Power steering makes maneuvering easier for skippers of any style of boat. When you’re looking for a power-steering system, or a new boat fitted with one, make sure it incorporates these key components.
1. No Feedback
The helm should have a stainless-steel steering column with a self-lubricating bearing to last longer in the saltwater environment. A power-steering helm also needs integrated lockouts or “stops” to ensure that feedback from the rudder doesn’t push fluid back up into the system and torque the steering wheel. Maximum backpressure for the lockouts is 300 psi.
2. Size (It Matters)
Steering hoses must be sized to the system pump’s flow capacity. Except for high-performance installations that have braided stainless-steel lines to look cool, most power-steering hoses are 1,000 psi minimum, single-wire reinforced, industrial, hydraulic versions with swaged ends. Avoid the plastic hose used in manual hydraulic systems. Hot fluid from a power-steering pump can deform the hose.
3. Controlled Cruise
Autopilot is easier to install on a power-steering system than on a manual hydraulic one because, at the steering end, a solenoid is all that’s added. It receives a signal from the autopilot unit and adjusts the steering to port or starboard.
4. Sufficient Tankage
The ideal rule of thumb for fluid capacity is three times the maximum flow of the pump, but it’s unrealistic.

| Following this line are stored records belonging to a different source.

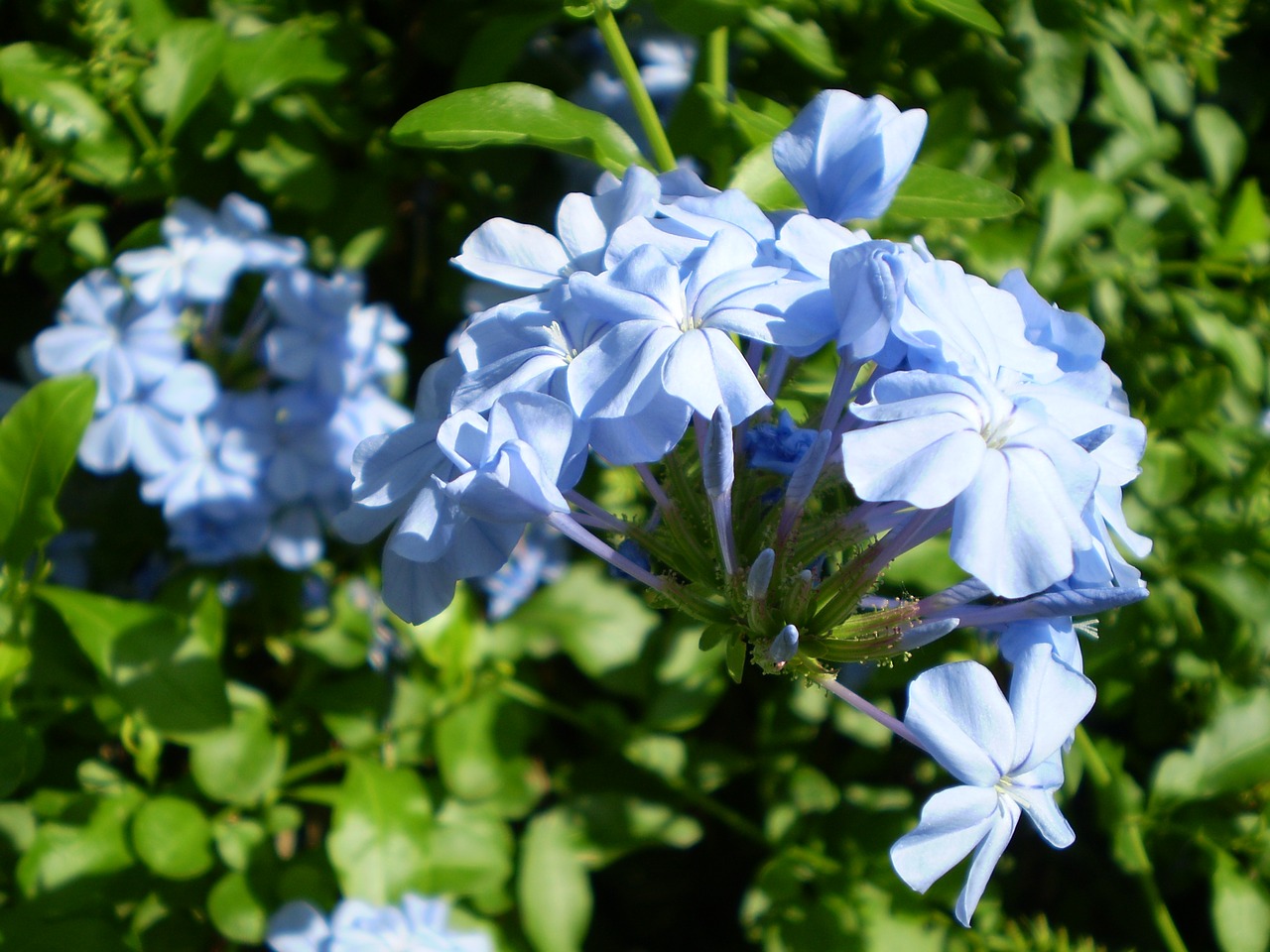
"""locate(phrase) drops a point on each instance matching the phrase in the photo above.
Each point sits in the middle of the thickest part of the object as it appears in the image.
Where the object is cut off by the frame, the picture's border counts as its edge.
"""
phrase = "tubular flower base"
(662, 327)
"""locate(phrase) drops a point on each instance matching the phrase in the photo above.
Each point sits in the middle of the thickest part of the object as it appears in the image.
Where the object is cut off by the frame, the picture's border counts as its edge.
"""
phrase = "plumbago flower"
(244, 435)
(662, 306)
(1006, 753)
(417, 924)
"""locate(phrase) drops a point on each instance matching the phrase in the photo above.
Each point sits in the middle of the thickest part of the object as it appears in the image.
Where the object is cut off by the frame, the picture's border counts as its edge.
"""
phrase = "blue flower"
(326, 336)
(538, 558)
(206, 252)
(668, 335)
(100, 333)
(1005, 753)
(1017, 486)
(666, 62)
(417, 924)
(531, 259)
(779, 447)
(151, 430)
(460, 489)
(846, 155)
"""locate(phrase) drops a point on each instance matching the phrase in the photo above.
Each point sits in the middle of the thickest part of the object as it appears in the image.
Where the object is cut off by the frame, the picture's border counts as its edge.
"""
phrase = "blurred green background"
(580, 775)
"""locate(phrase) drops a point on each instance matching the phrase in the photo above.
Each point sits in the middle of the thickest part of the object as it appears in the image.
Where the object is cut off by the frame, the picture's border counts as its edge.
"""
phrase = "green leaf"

If you have a pump making 4 gpm at 600 rpm, it will make 16 gpm at 2,400, and a 48-gallon tank takes up lots of space. Instead, most shops use a 1:1 ratio but encourage owners to install an in-line cooler to keep temperatures in check and steering smooth.
5. Pump Potential
Power steering uses an engine-driven pump — either mounted on the motor or belt-operated — to open and close hydraulic cylinders. The pump needs a third reserve hose to return fluid to the tank. Typically, for a 30- to 40-foot boat, you’ll need a unit that pumps four gallons per minute at idle to maneuver around the docks. As engine rpm increase, so does the pump’s flow rate. A quality system has a diverter kick in at a preset flow rate to divert excess fluid back to the tank.
6. Steering Cylinders
The point of contact for the rudder, sterndrive or outboard in the system is the steering cylinder. Most boats under 40 feet use single cylinders. Outboard cylinders may push against the boat or just the engine, and offshore performance boats use twin stainless steel.Dual-cylinder inboard installations offer smoother rudder action versus a single cylinder.